Uma filmagem caseira, feita pelo pai de um aluno de uma instituição norte-americana de ensino, é o único registro em vídeo de uma apresentação original do Teatro de Arena nos anos 1970, comandado por Augusto Boal. O filme do “Arena Conta Zumbi” estava perdido –mais do que isso, praticamente ninguém sabia de sua existência até que a história emergiu, quase por acaso, numa entrevista recente que a viúva do dramaturgo e presidente do Instituto Augusto Boal, Cecilia Boal, fazia para recuperar informações sobre a turnê no Arena nos Estados Unidos. O vídeo com trechos da montagem agora é apresentado por TUTAMÉIA numa transmissão especial em que participam a própria Cecilia e o filho mais velho do casal, Fabián, responsável pelo trabalho de recuperação e reconstrução do arquivo.

“Arena Conta Zumbi”, nos conta o site do Instituto Boal, “estreou em 1º de maio de 1965 no Teatro de Arena de São Paulo. Escrito por Gianfrancesco Guarnieri e Augusto Boal, e dirigido também por Boal, tornou-se um marco na história do grupo, inaugurando a série de espetáculos musicais (com “Arena conta Tiradentes” e “Arena canta Bahia”) e o modelo dramatúrgico “Sistema Coringa”, criado por Augusto Boal.  A música do espetáculo é assinada por Edu Lobo.”

Segue o texto do site:

“Com o aumento da repressão política, após a assinatura do Ato Institucional nº 5, em de 1968, o grupo aceita o convite de excursionar pelos Estados Unidos, México, Peru e Argentina, reapresentando Arena Conta Zumbi. Ele inicia a turnê em 1969 com Cecilia Thumim, Isabel Ribeiro, Zezé Motta, Liam Duarte, Renato Consorte, Fernando Peixoto, Hélio Ary e Benedito Silvia no elenco, além dos músicos Theo de Barros, Antonio Anunciação e José Alves.” [NR.: Outros atores também se integraram ao grupo em diferentes momentos]

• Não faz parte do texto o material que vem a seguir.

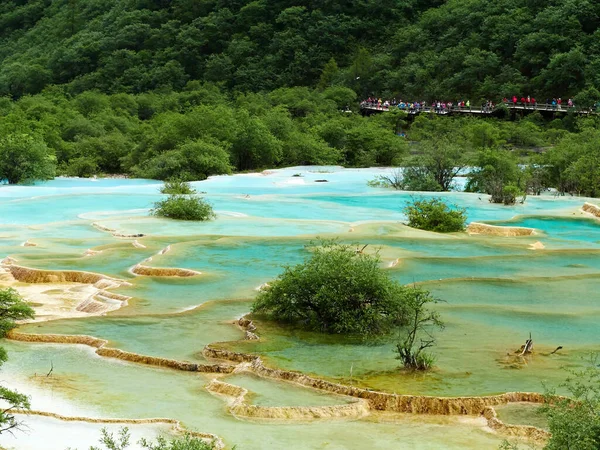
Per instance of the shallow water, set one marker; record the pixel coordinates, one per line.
(495, 290)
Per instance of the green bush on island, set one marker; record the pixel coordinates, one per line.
(177, 186)
(435, 215)
(12, 308)
(417, 335)
(184, 207)
(123, 440)
(338, 290)
(498, 174)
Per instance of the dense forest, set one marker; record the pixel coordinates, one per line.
(432, 48)
(190, 88)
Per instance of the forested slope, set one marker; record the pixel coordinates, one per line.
(412, 48)
(192, 88)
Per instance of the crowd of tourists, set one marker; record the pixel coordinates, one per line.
(529, 101)
(442, 107)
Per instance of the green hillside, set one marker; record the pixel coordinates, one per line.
(413, 48)
(191, 88)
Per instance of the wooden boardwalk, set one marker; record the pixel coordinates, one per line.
(517, 108)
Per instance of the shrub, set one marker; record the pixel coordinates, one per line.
(177, 186)
(435, 215)
(417, 336)
(184, 207)
(123, 440)
(338, 289)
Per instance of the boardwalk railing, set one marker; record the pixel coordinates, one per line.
(484, 110)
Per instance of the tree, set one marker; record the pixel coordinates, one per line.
(338, 290)
(411, 343)
(177, 186)
(123, 440)
(12, 308)
(25, 158)
(498, 174)
(441, 160)
(329, 74)
(435, 215)
(183, 207)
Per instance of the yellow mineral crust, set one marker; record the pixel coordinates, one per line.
(240, 407)
(494, 230)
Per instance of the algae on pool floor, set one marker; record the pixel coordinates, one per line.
(497, 290)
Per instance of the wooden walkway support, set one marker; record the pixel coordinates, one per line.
(513, 108)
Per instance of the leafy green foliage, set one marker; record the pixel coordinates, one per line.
(338, 289)
(417, 335)
(435, 215)
(123, 440)
(498, 174)
(25, 158)
(184, 207)
(486, 49)
(12, 308)
(177, 187)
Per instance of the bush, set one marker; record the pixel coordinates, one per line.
(177, 186)
(435, 215)
(123, 440)
(338, 289)
(417, 336)
(184, 207)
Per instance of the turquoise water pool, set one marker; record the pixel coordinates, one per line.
(496, 291)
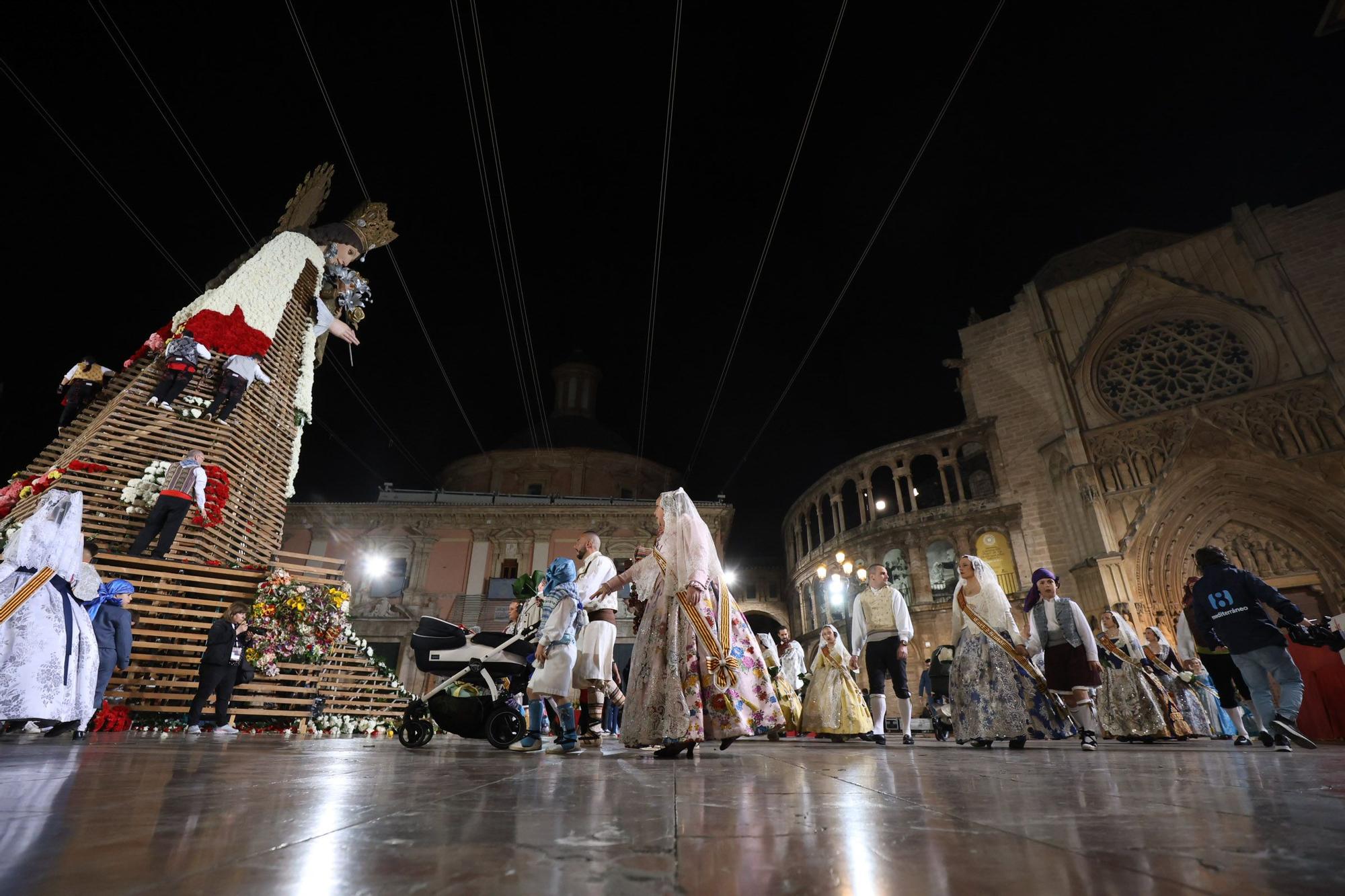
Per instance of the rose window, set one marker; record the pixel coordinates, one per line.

Foi nessa turnê, nos Estados Unidos, que aconteceu a tal filmagem, coisa que não era comum na época. “Boal costuma gravar os ensaios em gravador de voz, mas, em vídeo, nada”, lembra Cecilia na entrevista, em que ela também conta como ficou sabendo da existência do vídeo caseiro:

“Pouco tempo atrás, entrei em contato com Joanne Pottlitzer, a organizadora da tournée, e ela contou que muitos arquivos da sua organização, a TOLA (Theater of Latin America), estavam na Yale University. Foi assim que conseguimos essa cópia deste registro de ‘Arena Conta Zumbi’ Zumbi feito pelo pai de um aluno de uma escola das proximidades de Nova York. É o único registro em vídeo jamais feito de um espetáculo do Teatro de Arena. Temos registros fotográficos, mas não existe nada filmado dos espetáculos feitos naquela época –ou nós não temos conhecimento.”

Fabián, responsável pelos projetos audiovisuais do Instituto Augusto Boal, tinha cinco anos quando embarcou com o grupo. Acompanhava todos os espetáculos, aprendeu as músicas e adorava quando tudo terminava e ele podia brincar na bateria —que era tocada ao vivo durante a peça.

Hoje, aos 57 anos, ele diz: “Rever isso foi impressionante, mas o que mais me impressionou foi o quão atual continua a peça. Ainda os temas abordados continuam… Parece que foi feita para hoje.”

Segue: “Divulgar esse pedacinho do Arena, que é um marco, é muito inspirador. Para quem não teve oportunidade de assistir entender um pouco o que é, o que era e o que gerou. Não é à toa que esse governo tem tanto medo dos artistas engajados em defender os direitos dos brasileiros.”

E Cecilia, depois de contar algumas das aventuras do grupo durante a turnê e relembrar momentos difíceis do período da ditadura no Brasil –a prisão de Boal, a vida no exílio–, aponta:

“Tenho esperança de que as coisas melhorem, de que as coisas mudem, de que mais uma vez a vida consiga vencer a morte. Eu trabalho com psicanálise, e nosso trabalho é esse, que a pulsão de vida ainda possa superar esse momento terrível, pavoroso, de escuridão, de atraso, enfim, esse momento de merda.”